If ever a man reflected the character of the game he was making, it's Stuart Black, the wild creative lead behind Codemasters' gun porn shooter Bodycount. Loud, effervescent, uncompromising, relentless, engaging, destructive. If his mouth was a gun, energetic banter with the silver-haired Scot would end with your brains smeared over the wall.
Never afraid to court controversy, Black's central assertion that most console shooters are "f***ing boring" isn't something he's about to apologise for any time soon.
"But that's not to say they're all s***!" he smiles. He's just rightly fed up with "nineties design" and "whack-a-mole" AI, where enemies obligingly pop their heads out of cover in patterns so predictable it's insulting. He also admits to a healthy hatred of being forced to play in a prescribed way by the developer. "It really pisses me off!" he hisses.
"Now, I'm certainly not going to make a game like that. I'm bored of that. I've done it to death. I want to play something different," he insists. "There has to be a valid reason for making Bodycount. I don't want to copy someone else, and if it doesn't exist you have to invent it. If I could buy this style of game, I wouldn't make it."
With seemingly no-one willing to pick up the gun porn mantle from Criterion's Black, it's hardly a great shock that Black himself has taken up the challenge of making another game with the same insatiable appetite for destruction. A game where "unapologetic arcade action" is placed front and centre, and the gun is the true star.
To demonstrate the point, we're invited to play an early build and spend time simply spraying bullets around an enclosed environment to see what effect they have. Wooden crates don't simply break apart in the usual prescribed fashion, but splinter apart piece by piece, scattering debris in all directions. The metal frame bends and eventually buckles, with its ammo-filled contents revealed, and you can take it even further by electing to blow up the ammo rather than collect it.
This layered approach to destruction extends to the most trivial item of scenery, whether it's a vending machine, petrol pump or an internal wall. Every shot exposes its shattered innards, until it falls apart completely in a big pile of shattered junk.
But such a gratuitous approach isn't just technological showboating to ratchet up the feeling of chaos. As much as it succeeds in doing that, the tactical implications are literally everywhere. For Black, "it's about player choice and player customisation".
In the midst of a level, you're suddenly aware that interior walls, floors and ceilings aren't going to stand up to concerted punishment - and so it proves. Enemies cowering for cover beside windows and doors can be quickly flushed out, while a bit of speculative ceiling destruction promises to ensure that anyone hiding upstairs won't be safe for long.
To pull this off, Codemasters has had to come up with the kind of adaptive AI that's alien to most shooters. With practically every cover point destructible, enemies react accordingly when in danger, and scuttle off to take up new positions. "If there's opportunity to broaden the player choice, we'll always go down that route. We're building creative arenas rather than corridors," Black nods.
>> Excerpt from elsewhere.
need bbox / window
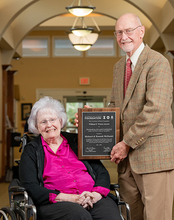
[22,37,49,57]
[53,37,82,57]
[86,37,116,57]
Amidst all this dust-strewn chaos, Codemasters hasn't neglected to create a world that you care about, populated with strong characters that you care about. With influences drawn heavily from the best modern, big-budget episodic dramas and personalities they could think of, you play as a generically-named combat asset, John Doe. "He's the bastard love child of Steve McQueen, Lady Gaga and JJ Abrams," according to the ever-modest Black. "He really typifies that post-modern take on thrillers, and that's the direction we wanted to go."
With everything from True Blood to FlashForward and Lost thrown into the pot, the plan is to create a "glossy techno thriller" where you play as a combat asset on the ground, engaging in "a stylised orgy of shooting" under the remote guidance of three sexy operatives.
"There's a lot of depression in games these days," notes Black. "You're always playing a desperate man in a cruel world, but I want you to escape to a fantasy world, and that's not often done."